食事の時間帯に行くので、多めにお菓子を持って一緒に食事をしている人たちに配ろう。
そう思ってスーパーで、小さなお菓子がたくさん入っているお手頃のお菓子袋をいくつか買った。
あおぞらに到着して直ぐに食堂に向かった。
そして、久子さんに挨拶してから10人ぐらいの人たちにお菓子を配った。
その中の一人の男性が本当にうれしそうに話しかけてきた。
『石川県の小松の人でしょ』
一瞬声が出せないくらい驚いた、どうしてぼくのことを知っているんだろう?
念のために言っておくが、ぼくはテレビに出ているような有名人ではない。
久子さんがドタキャンした石川県の墓参りの帰り、あおぞらに寄って、食堂でお土産のお菓子をに配った時だ!
その時に、一人の男性の方がお菓子の包装を見て、石川県の小松が懐かしいとおっしゃっていたのだ!
小松空港の自衛隊基地に勤められていたお話をされていた。
お話をしていると、80歳を超えているがお元気で認知症とは無縁のようだ。
久子さんの至福のとき
あおぞらという施設は、認知症を発症した方々でも入居できるように考えて作られているので仕方がないことだが、認知症とは無縁な方々には申し訳なく思ってしまうことがよくある。

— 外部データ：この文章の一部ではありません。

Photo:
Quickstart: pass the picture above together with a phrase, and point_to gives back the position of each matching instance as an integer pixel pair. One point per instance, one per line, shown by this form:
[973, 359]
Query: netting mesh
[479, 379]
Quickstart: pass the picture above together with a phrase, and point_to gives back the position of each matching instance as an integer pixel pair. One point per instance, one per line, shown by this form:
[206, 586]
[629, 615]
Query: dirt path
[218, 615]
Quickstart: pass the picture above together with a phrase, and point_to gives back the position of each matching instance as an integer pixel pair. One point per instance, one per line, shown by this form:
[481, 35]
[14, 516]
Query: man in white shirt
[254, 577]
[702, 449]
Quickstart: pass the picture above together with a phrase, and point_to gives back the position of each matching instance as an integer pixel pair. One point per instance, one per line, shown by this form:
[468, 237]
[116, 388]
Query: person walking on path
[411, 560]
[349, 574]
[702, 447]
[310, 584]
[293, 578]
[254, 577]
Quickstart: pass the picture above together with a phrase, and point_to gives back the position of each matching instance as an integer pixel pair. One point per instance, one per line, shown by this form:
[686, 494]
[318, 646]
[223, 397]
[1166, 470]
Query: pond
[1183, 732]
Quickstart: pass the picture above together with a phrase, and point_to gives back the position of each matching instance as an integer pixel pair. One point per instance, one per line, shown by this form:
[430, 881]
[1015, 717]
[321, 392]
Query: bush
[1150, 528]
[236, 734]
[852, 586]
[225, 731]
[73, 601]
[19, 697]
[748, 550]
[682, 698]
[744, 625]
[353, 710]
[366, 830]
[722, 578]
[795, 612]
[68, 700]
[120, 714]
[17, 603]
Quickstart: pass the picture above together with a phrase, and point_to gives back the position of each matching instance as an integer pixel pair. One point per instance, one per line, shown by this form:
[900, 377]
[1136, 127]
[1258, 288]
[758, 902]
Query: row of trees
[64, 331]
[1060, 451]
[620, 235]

あおぞら設立に向けてぼくが計画を立てていたので、変な責任を感じてしまう。
そのような気持ちもあり、その男性のお話を丁寧に聞こうとした。
だがしかし、その様子を見ていた久子さんは、当然のごとく二人の会話の中にズケズケとドヤ顔で割り込んでくる。
『うちの息子です。』
『男ばっかりなんですよ、うちは女の子一人もいないんですよ』
『ところであんたいくつになったの』
心で叫んでみたが…どうしようもない。
その男性は、お菓子のお礼を言いながら食堂を出ていった。
『あら~、男の子はいいじゃない!女の子と比べて素直よ』
いつも久子さんのお隣に座っている女性が会話に加わった。
『そうね、そうね』
久子さんのどや顔が満面の笑みに変わった。
その後久子さんは、聞いていて恥ずかしくなるような子供のころの話を、ぼくの知らない女性たちに繰り返し話していた。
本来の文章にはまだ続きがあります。